Both Bank of America (BAC) and Citigroup (C) tell us that it looks like all is not well short term, as if the market cares about 2015 right now when 2014 numbers have to be cut. Fortunately, not every bank's stumbling and the demand remains. Still, it's not the kind of action that inspires.
Then there's McDonald's (MCD). When I think of this company, I think of a hapless quarterback about to be sacked again and again by blitzing safeties from Europe, blitzing linebackers from Europe and, of course, defensive tackles who are just mauling the company forcing it to put up horrendous numbers. When I think of McDonald's I think of Kesha and Pit Bull, singing "It's going down, I'm yelling timber, you better move, you better dance." But McDonald's is like a quarterback that can do neither. I don't even know if you can call it blindsiding when every side is blind.

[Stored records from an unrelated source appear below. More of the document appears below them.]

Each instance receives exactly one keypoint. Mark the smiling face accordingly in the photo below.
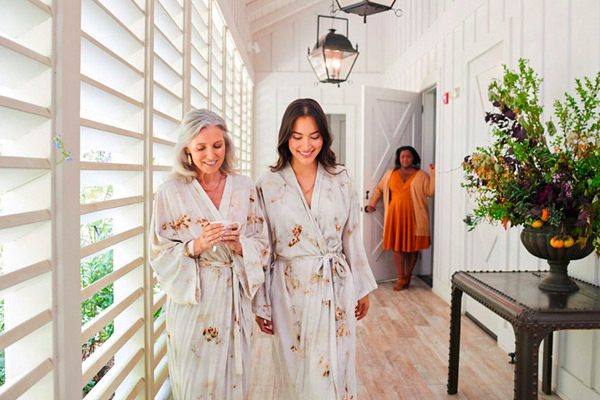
(406, 159)
(208, 150)
(306, 141)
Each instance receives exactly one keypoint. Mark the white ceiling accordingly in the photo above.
(264, 13)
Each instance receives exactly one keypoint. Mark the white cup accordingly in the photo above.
(226, 224)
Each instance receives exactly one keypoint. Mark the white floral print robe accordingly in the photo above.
(209, 300)
(318, 272)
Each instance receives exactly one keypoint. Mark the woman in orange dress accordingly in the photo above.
(406, 216)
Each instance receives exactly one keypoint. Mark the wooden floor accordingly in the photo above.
(403, 353)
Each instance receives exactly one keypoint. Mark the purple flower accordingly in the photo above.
(544, 195)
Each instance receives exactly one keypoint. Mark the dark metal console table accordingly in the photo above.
(534, 315)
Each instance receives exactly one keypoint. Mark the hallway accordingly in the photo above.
(403, 353)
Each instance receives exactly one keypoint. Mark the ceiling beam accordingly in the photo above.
(255, 6)
(281, 14)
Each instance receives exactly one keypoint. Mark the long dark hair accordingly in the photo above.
(300, 108)
(416, 157)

Or how about Spirit Air (SAVE), one of my absolute favorites, which reported a traffic number of 15.7% growth, but a 17.9% traffic increase, enough of a so-called shortfall to merit a downgrade from Raymond James. That's sent the stock down 9-10%. It felt like the safety the 'Hawks put on Peyton Manning to start last year's Super Bowl. Something that happened to an airline, a group that you least expected to be hammered given the endless decline in jet fuel prices. Of course the whole airline group got crushed on this one.
Finally, there's Conns (CONN), a home appliance specialty retailer based in Texas that pulled off a quadruple whammy: big miss on earnings, gigantic increase in customer bad debt, a withdrawal of its forecast and the departure of its CFO immediately. When I saw this one I just said this is gonna be a beatdown to end all beatdowns. This isn't a game, it's a Call of Duty rousting with the stock falling an astounding 41%. Of course it doesn't help that Conns has a Texas address because it made you think that the oil apocalypse that comes with the fall from $100 to $63 is already upon us and Texans are defaulting on their big-screen TVs, mattresses and stoves.
Now, I don't expect a gigantic decline and I like the fact that tech has been turning delightfully, like some sort of regrouping and adjusting that comes after the half. After all, the Nasdaq just went positive. But there's a lot of time left in the game. A fumble and the Legion of Boom beckons. Give it some time.